Robert Maykamp stützte den Kopf in die Hände. »Ich habe ihm viel zu wenig Zeit gewidmet, vor allem in den letzten beiden Jahren. Es stand nicht sehr gut um den Verlag. Ich habe alle meine Kräfte einsetzen müssen, um ihn halten zu können. Aber von jetzt an wird es hoffentlich leichter für mich werden. Thomas, mein jüngerer Bruder, ist endlich nach Hause gekommen und will seinen Platz im Verlag einnehmen. Zeit wurde es ja, aber ich konnte auch verstehen, dass er nach Beendigung seines Studiums erst einmal etwas von der Welt sehen wollte. Er segelte zusammen mit Freunden in einem winzigen Segelboot rund um die Welt und drehte darüber einen Film, der im Fernsehen gezeigt wurde. Aber jetzt, mit fast dreißig Jahren, möchte er doch sesshaft werden und einen Teil der Verantwortung übernehmen, die ich bisher für ihn mitgetragen habe. Dadurch wird wahrscheinlich für mich nun vieles leichter. Ich kann meine Kraft jetzt für etwas anderes einsetzen – für uns und unser Glück«, fügte er leise hinzu, als Jana ihn fragend ansah. Ernst fuhr er danach fort: »Ich habe Christiane heute gesagt, dass ich die Scheidung einreichen werde. Ich wollte es ja längst. Es war zum Schluss nur noch der Gedanke an Markus, der mich davon abhielt. Ich wollte dem Jungen das Elternhaus erhalten. Aber heute hat mir Christiane eröffnet, dass sie ihn unverzüglich in ein Heim abschieben will, in ein Heim für psychisch gestörte Kinder, und dass sie es ablehnt, mit diesem ›kleinen Idioten‹, wie sie ihn betitelte, noch länger unter einem Dach zu leben. Damit entfällt für mich der letzte Grund, weiterhin an dieser Ehe, die längst keine mehr ist, festzuhalten. Sobald ich frei bin, werden wir heiraten und Markus zu uns nehmen. Deine Liebe wird ihm helfen, seine kleine, verstörte Seele wieder gesund werden zu lassen.«
»Du willst dich wirklich scheiden lassen?«, flüsterte Jana erstickt. Noch konnte sie die Wende, die damit auf ihr Leben zukam, nicht fassen.
Robert nickte nachdrücklich und griff nach ihrer Hand. »Ja, ich will endlich klare Verhältnisse schaffen. Ich hoffe nur, es bleibt mir noch genügend Zeit dazu«, fügte er leise hinzu.

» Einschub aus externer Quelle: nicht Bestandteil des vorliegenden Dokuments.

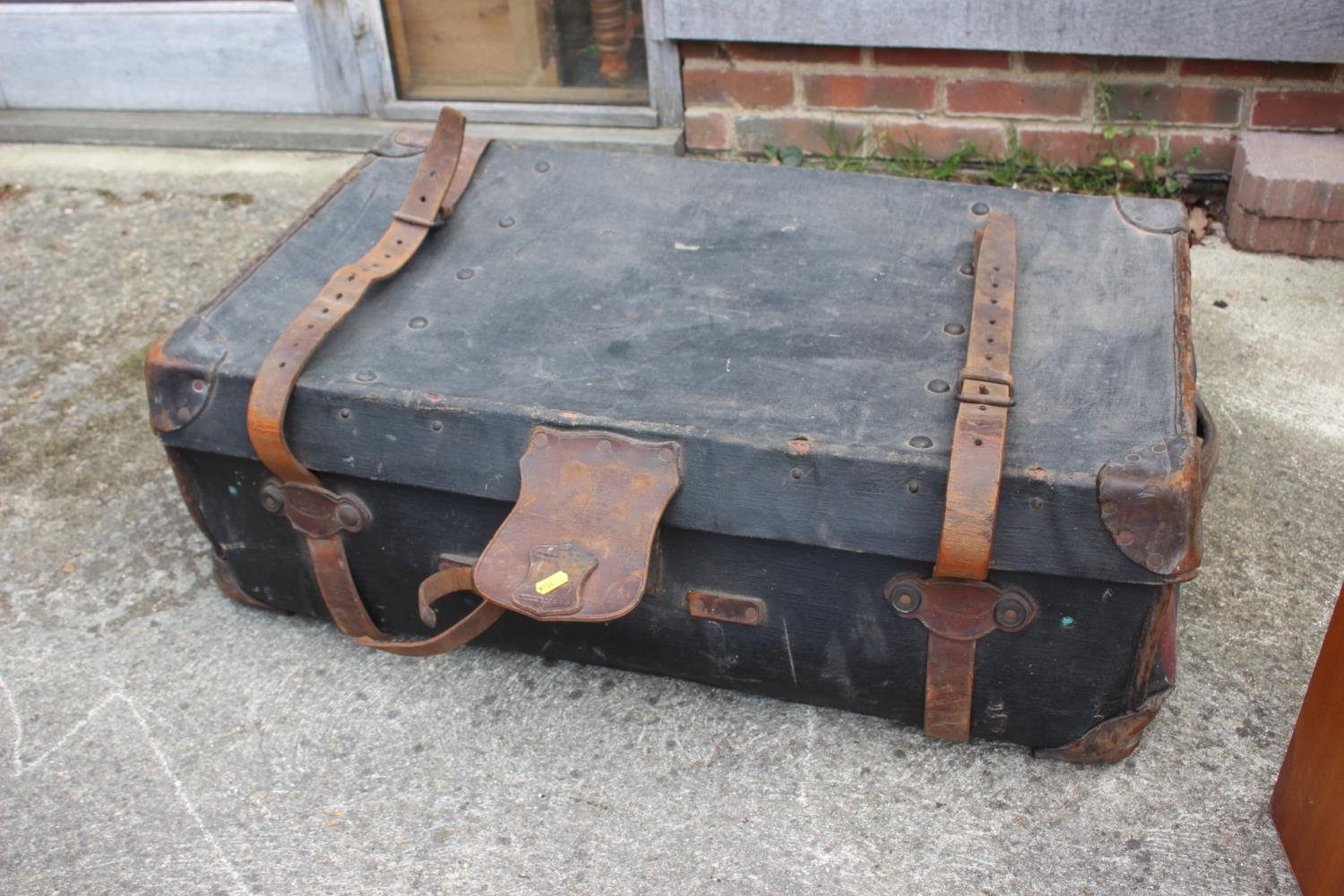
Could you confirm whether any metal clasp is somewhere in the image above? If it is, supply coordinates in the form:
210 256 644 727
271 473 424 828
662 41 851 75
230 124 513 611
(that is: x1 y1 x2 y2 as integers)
953 369 1018 407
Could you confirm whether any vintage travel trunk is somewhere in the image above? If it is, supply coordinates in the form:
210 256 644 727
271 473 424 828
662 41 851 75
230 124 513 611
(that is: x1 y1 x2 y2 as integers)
147 110 1215 762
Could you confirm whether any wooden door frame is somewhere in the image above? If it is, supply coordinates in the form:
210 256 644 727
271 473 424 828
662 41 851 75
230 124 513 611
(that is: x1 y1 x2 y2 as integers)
329 0 683 127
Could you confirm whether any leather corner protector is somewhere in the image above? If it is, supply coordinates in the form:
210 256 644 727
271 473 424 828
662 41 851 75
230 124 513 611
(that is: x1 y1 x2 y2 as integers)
1097 433 1204 579
1115 194 1190 234
1031 688 1174 766
368 127 435 159
145 317 228 433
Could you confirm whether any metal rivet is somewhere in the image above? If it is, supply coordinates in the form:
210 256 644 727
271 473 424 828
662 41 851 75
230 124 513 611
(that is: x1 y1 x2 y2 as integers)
995 594 1027 629
892 587 924 613
261 485 285 513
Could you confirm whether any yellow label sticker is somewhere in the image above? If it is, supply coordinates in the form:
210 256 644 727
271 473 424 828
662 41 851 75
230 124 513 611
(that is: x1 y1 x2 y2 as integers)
532 570 570 594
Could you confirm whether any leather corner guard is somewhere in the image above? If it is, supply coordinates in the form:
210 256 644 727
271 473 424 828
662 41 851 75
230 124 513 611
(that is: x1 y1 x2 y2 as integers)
247 106 499 656
476 427 682 622
887 213 1037 740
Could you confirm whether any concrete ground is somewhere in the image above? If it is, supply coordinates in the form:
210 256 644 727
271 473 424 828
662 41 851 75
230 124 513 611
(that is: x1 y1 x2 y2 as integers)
0 146 1344 896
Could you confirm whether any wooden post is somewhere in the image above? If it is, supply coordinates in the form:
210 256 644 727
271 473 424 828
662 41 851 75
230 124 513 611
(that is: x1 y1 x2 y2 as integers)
1271 577 1344 896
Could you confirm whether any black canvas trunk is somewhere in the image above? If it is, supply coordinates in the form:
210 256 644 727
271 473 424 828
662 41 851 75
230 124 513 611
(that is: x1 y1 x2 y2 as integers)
148 118 1214 762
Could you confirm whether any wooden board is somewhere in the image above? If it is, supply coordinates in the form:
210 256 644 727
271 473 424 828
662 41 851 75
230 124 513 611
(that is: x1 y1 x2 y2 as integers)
1271 589 1344 896
384 0 559 98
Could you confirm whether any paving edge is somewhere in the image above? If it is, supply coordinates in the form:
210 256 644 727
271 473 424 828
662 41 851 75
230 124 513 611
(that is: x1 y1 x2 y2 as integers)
0 108 685 156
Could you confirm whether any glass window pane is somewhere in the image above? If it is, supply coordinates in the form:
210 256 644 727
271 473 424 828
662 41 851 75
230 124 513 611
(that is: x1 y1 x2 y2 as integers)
383 0 650 103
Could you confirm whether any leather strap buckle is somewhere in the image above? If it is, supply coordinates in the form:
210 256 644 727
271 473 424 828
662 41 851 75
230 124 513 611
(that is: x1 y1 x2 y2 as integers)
953 368 1018 407
392 210 452 227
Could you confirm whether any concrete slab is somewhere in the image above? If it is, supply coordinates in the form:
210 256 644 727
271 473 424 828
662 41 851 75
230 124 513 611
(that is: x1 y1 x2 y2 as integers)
0 148 1344 896
0 108 685 156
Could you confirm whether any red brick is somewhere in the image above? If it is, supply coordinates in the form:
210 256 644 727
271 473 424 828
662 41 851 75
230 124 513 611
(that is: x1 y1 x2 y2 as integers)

Janas Augen weiteten sich erschreckt. »Warum Liebster? Wie meinst du das?«
Robert Maykamp zögerte mit der Antwort. Er war an diesem Tag beim Arzt gewesen, weil er sich schlecht gefühlt hatte, und dachte jetzt an dessen schonungslose Worte. Der Arzt hatte ihn darauf hingewiesen, dass dem ersten Herzinfarkt sehr rasch ein zweiter folgen könne, der vielleicht nicht so glimpflich verlaufen würde, wenn er sich nicht mehr schonte und unnötige Aufregungen vermied. Aber konnte er das Jana sagen, die sich ohnehin viel zu sehr um seine Gesundheit sorgte?
»Ich meinte nur im Hinblick auf Markus«, wich Robert aus und war froh, dass in diesem Augenblick Sabinchen energisch nach ihm rief, um die »ganz wichtigen Dinge«, die natürlich die erhofften Kaninchen betrafen, mit ihm zu besprechen.
Jana hätte gern mehr über den kleinen Markus erfahren, aber sie spürte, dass Robert nicht mehr auf das Thema zurückkommen wollte. Viel zu früh musste er wieder gehen. Bevor er die Wohnung verließ, ging er noch einmal ins Kinderzimmer und strich Sabinchen über das lange dunkle Haar.
Das kleine Mädchen schlief ganz fest. Daher beschloss Jana, den geliebten Mann ein Stück zu begleiten, um die Trennung noch ein wenig hinauszuschieben. Sie wusste, dass er sein Auto stets ein paar Straßen weiter, in der Nähe eines bekannten Restaurants, parkte, um im Notfall, falls ihn einmal jemand sehen sollte, behaupten zu können, er sei dort gewesen.
Fast vier Jahre dauert dieses Versteckspiel nun schon, dachte Jana und konnte nicht fassen, dass es bald vorbei sein sollte. Dann würde sie auch am hellen Tage und nicht, wie jetzt, nur heimlich und im Dunkeln an der Seite Roberts über die Straße gehen dürfen.